O veneranda Madre Natura, che mirabilmente celasti in dolce scrigno le tue grazie... Che con sovrana sapienza disponesti, fra i femorei pilastri della donna – somma creatura, artefice del mondo e custode del mistero – quel sancta sanctorum ineffabile, oggetto di canti, di guerre, di giuramenti e giaculatorie, d’estasi mistiche e brame assai più terrene... Chi avrebbe mai osato profetare che, varcata la soglia del terzo millennio dell’Era volgare, tale tempio – già cantato dai poeti, studiato dai filosofi, ispezionato dai ginecologi e ridisegnato da chirurghi plastici – avrebbe infine conosciuto la sua consacrazione definitiva sotto forma di... maschera? Ma non quella tragica di Sofocle né la larvale di Pirandello.
De vulva illustrissima: trattatello in forma di liturgia cosmetica
No: una maschera vulvare. Per giunta ideata dalla sacerdotessa del selfie e delle labbra rimpolpate: Madonna Belén da Rodriguez. Perché colei che un tempo ammaliava le spiagge di Formentera con le sue forme contese dai paparazzi, oggi si reinventa imprenditrice dell’epidermide, rivelando al mondo intero la sua nuova creatura cosmetica: Mia Libre, maschera per le intimità femminili, balsamo per l’arcano, trattamento d’emergenza per l’anatomia più censurata eppur celebrata della storia umana.
«Ti sembrerà troppo. È esattamente il punto», declamò ella con la sicumera di una novella Saffo, in posa davanti allo specchio, annunciando su Instagram (la Pizia dei nostri tempi) la lieta novella. Perché – sostiene la pulzella – non ci si deve vergognare di prendersi cura del proprio lotus interiore con la stessa solerzia con cui si spande crema sul contorno occhi. E come darle torto? Meno facile è trattenere il riso di fronte all’idea che tanta attenzione venga oggi dispensata in bustina sigillata, profumata e debitamente brandizzata.

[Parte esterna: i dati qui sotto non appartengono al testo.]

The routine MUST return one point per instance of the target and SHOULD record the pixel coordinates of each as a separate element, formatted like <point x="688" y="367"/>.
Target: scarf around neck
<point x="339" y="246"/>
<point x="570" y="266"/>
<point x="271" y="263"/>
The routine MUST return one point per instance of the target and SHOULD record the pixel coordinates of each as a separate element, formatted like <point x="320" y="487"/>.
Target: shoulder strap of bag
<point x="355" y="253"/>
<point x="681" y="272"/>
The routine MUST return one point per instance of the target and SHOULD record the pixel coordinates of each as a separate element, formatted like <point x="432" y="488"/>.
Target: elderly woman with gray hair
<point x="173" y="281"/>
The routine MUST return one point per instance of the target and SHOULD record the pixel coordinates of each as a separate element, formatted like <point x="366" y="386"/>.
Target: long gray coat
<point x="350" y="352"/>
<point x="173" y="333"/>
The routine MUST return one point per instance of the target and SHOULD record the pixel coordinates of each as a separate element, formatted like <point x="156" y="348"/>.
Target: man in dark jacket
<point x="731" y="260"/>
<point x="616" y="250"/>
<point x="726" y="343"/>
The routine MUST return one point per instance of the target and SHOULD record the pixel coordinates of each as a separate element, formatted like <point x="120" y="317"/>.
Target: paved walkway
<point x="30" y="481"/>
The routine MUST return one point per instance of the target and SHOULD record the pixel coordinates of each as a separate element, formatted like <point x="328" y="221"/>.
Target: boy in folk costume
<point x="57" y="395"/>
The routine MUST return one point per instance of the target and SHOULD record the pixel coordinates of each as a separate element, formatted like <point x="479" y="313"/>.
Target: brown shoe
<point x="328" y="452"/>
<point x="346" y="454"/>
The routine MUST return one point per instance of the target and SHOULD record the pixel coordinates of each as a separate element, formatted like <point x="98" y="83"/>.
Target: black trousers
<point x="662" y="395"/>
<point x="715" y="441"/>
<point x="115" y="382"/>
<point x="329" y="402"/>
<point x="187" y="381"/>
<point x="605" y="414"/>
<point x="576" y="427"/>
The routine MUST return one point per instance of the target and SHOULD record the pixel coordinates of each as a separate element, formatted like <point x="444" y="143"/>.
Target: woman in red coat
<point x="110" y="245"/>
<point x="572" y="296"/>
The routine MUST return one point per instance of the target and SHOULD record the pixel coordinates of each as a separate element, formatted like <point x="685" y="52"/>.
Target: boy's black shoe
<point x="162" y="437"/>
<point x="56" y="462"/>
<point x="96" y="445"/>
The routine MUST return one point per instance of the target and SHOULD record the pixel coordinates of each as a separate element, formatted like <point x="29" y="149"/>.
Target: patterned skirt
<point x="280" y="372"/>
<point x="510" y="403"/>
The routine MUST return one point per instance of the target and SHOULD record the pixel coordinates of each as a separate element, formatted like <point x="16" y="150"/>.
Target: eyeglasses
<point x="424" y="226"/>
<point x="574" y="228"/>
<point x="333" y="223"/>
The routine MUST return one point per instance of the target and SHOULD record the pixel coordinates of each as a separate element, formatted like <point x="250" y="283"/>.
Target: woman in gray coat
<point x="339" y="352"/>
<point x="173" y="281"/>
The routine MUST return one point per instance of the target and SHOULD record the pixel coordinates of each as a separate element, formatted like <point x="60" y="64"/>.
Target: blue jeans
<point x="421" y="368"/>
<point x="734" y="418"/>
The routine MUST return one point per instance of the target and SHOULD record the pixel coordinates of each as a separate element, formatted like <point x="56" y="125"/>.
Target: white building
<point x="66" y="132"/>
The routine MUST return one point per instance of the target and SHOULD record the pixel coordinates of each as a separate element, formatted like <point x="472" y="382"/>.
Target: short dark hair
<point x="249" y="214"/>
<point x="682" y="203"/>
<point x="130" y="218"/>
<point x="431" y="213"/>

Il prodotto, manco a dirlo, è a base di ingredienti dermocompatibili, lenitivi e cruelty free. Pensato per rigenerare le mucose, idratare le piccole e grandi labbra (che, ovviamente, non sono quelle del viso) e nutrire quella zona che, da millenni, si occupa di nutrire l’umanità stessa. Quando si dice, ironia degli idrati! Del resto, l’idea ha il suo perché dal momento che il mercato dell’intimacy skincare – dicono gli aruspici moderni noti come analisti finanziari – vale oltre 28 miliardi di dollari. E crescerà, come il numero di filtri su TikTok, fino a toccare 46,8 miliardi entro il 2034. Segno che il sacro delta di Venere non è più un tabù: è un asset. E poi, a volerla dire tutta, le donne da tempo avvertivano che qualcosa là sotto “tirava” poco.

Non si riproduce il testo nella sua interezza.